Farringdon is a name that crops up quite a bit in London. As well as Farringdon Road, Farringdon Street and Farringdon Lane, there’s a Tube/overground train station which also bear the name along with two of the 25 wards of the City of London.
These latter are named Farringdon Within and Farringdon Without – a distinction which relates to their placement within and without the City’s walls and dates to the late 14th century.
While the name Farringdon, which can be found elsewhere in England, apparently meant ‘ferny hill’ in Old English, its origins in London apparently relate to two medieval London goldsmiths, William de Faringdon (also spelt de Farindon and various other ways) and his son Nicholas.
Both William and Sir Nicholas were aldermen and Lord Mayors of London in the late 13th and early 14th centuries.
Sir Nicholas was apparently well favoured by King Edward II – he was several times appointed mayor, a job the king apparently said he could hold for “as long as it pleased him”. He was buried at St Peter-le-Chepe, destroyed in the Great Fire of London.
Interestingly, another well-known alderman of this ward was the radical MP John Wilkes, who was elected while in Newgate Prison.
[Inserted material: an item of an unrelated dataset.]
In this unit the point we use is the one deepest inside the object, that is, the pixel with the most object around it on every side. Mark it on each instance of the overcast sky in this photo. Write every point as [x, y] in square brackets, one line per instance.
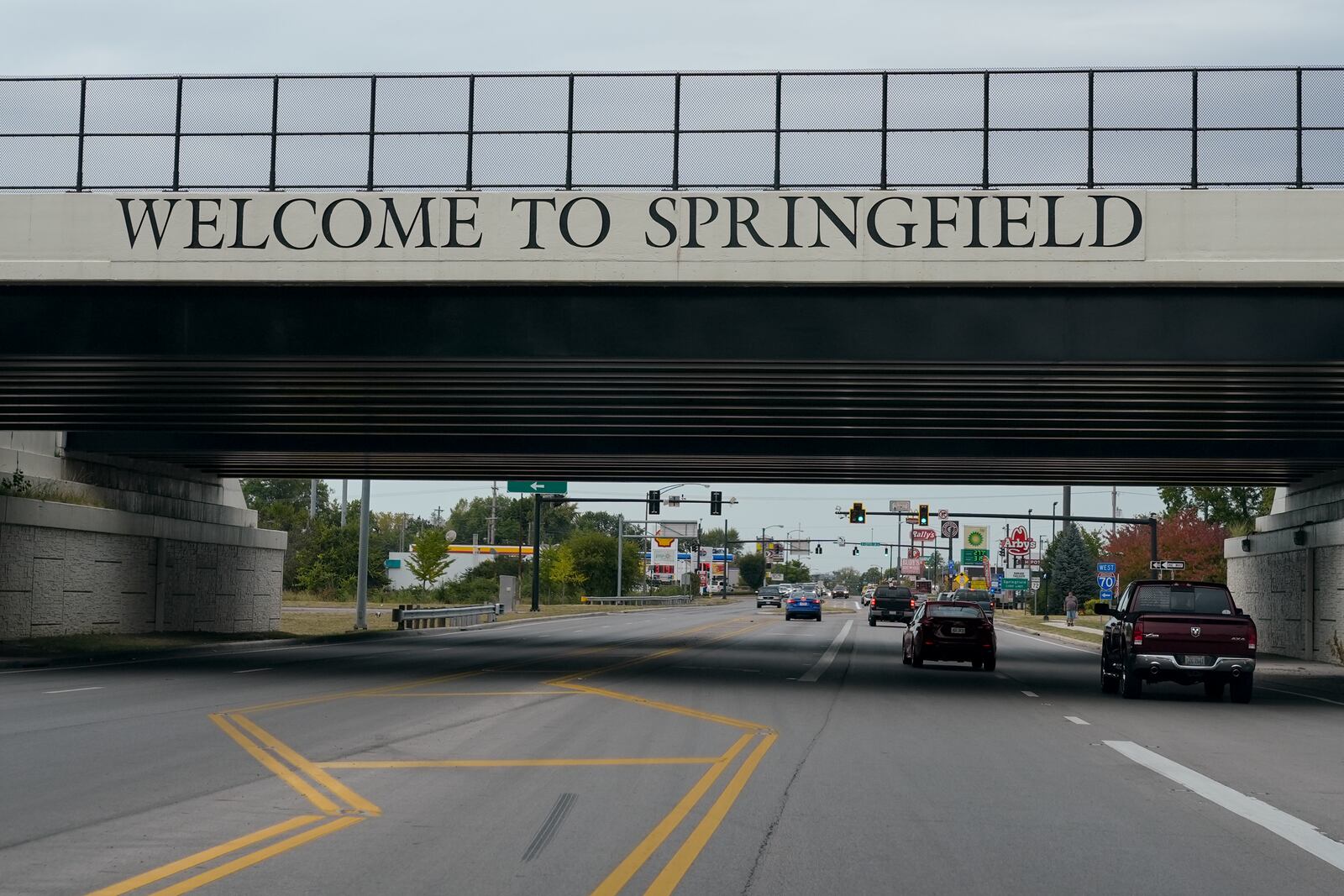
[139, 36]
Farringdon Street, which becomes Farringdon Road, runs along the course of the former Fleet River and dates from the 1730s when the river was arched over.
Originally the northern gate of the Roman fort constructed in about 120 AD, Cripplegate was rebuilt several times during the medieval period before finally being demolished in 1760 as part of road widening measures.
The origins of the gate’s name are shrouded by the mists of time but it has been suggested that it was named for the beggars or cripples that once begged there or that it could come from an Anglo-Saxon word crepel which means a covered walkway.
The name may even be associated with an event which took place there in 1100 when, fearful of marauding Danes, Bishop Alwyn ordered the body of Edmund the Martyr, a sainted former Anglo-Saxon king, to be tranferred from its usual home in Bury St Edmunds to St Gregory’s Church near St Paul’s in London so that it could be kept safe. It was said that when the body passed through the gate, many of the cripples there were miraculously healed.
The gate (pictured here in an 18th century etching as it would have looked in 1663 in an image taken from a London Wall Walk plaque), which gave access in medieval times to what was then the village of Islington, was associated with the Brewer’s Company and was used for some time as a prison.
It was defensive works, known as a barbican, built on the northern side of the gate in the Middle Ages which are apparently responsible for the post World War II adoption of the name Barbican for that area of London which once stood outside the gate’s northern facade (the gates stood at what is now the intersection of Wood Street and St Alphage Garden).
The gate’s name now adorns the street known as Cripplegate as well as the name of the church St Giles Cripplegate, which originally stood outside the city walls. It is also the name of one of the 25 wards of the City of London. The original site of the gate is marked with a blue plaque.